# Replacement front "strip"?



## skylark (Feb 27, 2018)

I have a Barista Express which has acquired a number of dings through use to the front drip tray stainless strip. Sanguine know if I can get a replacement anywhere? Looks like it will just clip off and on ...

Sent from my CLT-L09 using Tapatalk


----------



## 24774 (Mar 8, 2020)

skylark said:


> I have a Barista Express which has acquired a number of dings through use to the front drip tray stainless strip. Sanguine know if I can get a replacement anywhere? Looks like it will just clip off and on ...
> 
> Sent from my CLT-L09 using Tapatalk


 Just get a new tray? Only a few quid. Sold out atm but worth a call, see when they're getting them back in.

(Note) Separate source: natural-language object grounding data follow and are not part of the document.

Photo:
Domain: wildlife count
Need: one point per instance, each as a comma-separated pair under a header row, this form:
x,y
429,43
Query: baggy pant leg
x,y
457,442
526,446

https://www.sageappliances.com/uk/en/parts-accessories/parts/sp0011153.html


----------



## skylark (Feb 27, 2018)

The tray's just fine though, just need an "undinged" front piece ....

Sent from my CLT-L09 using Tapatalk


----------



## Blue_Cafe (Jun 22, 2020)

Its "Character"...


----------



## skylark (Feb 27, 2018)

And, mines a bes870uk. That link says bes875uk and higher. Wonder what"s the difference. It looks like a drip tray, it says it's a drip tray so it's a drip tray, yes? Anyone know ...

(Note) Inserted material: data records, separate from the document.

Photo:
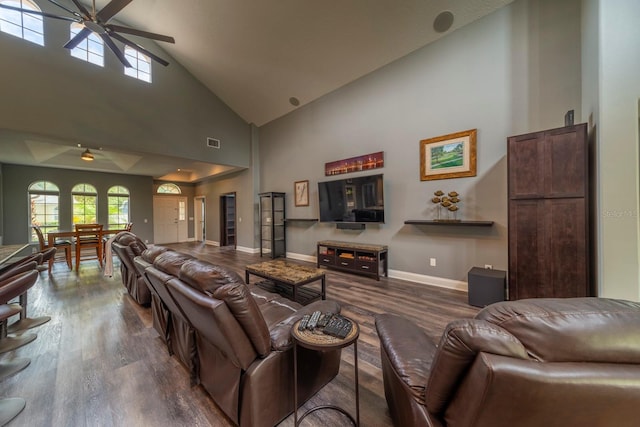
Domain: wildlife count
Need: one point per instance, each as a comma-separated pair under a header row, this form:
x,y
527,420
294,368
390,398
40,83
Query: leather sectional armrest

Sent from my CLT-L09 using Tapatalk


----------



## 24774 (Mar 8, 2020)

skylark said:


> The tray's just fine though, just need an "undinged" front piece ....
> 
> Sent from my CLT-L09 using Tapatalk


 It's £8 and available from Sage. Just front piece...might save you £2/3 if you can get it. Which I'd doubt. Doesn't seem worth the effort when you have such a cheap solution available. Says BES870UK in brackets. Call them and ask.

From another user: "The difference between the old BES870UK and new BES875UK model is the temperature control jug, which has an integrated thermometer indicator strip."


----------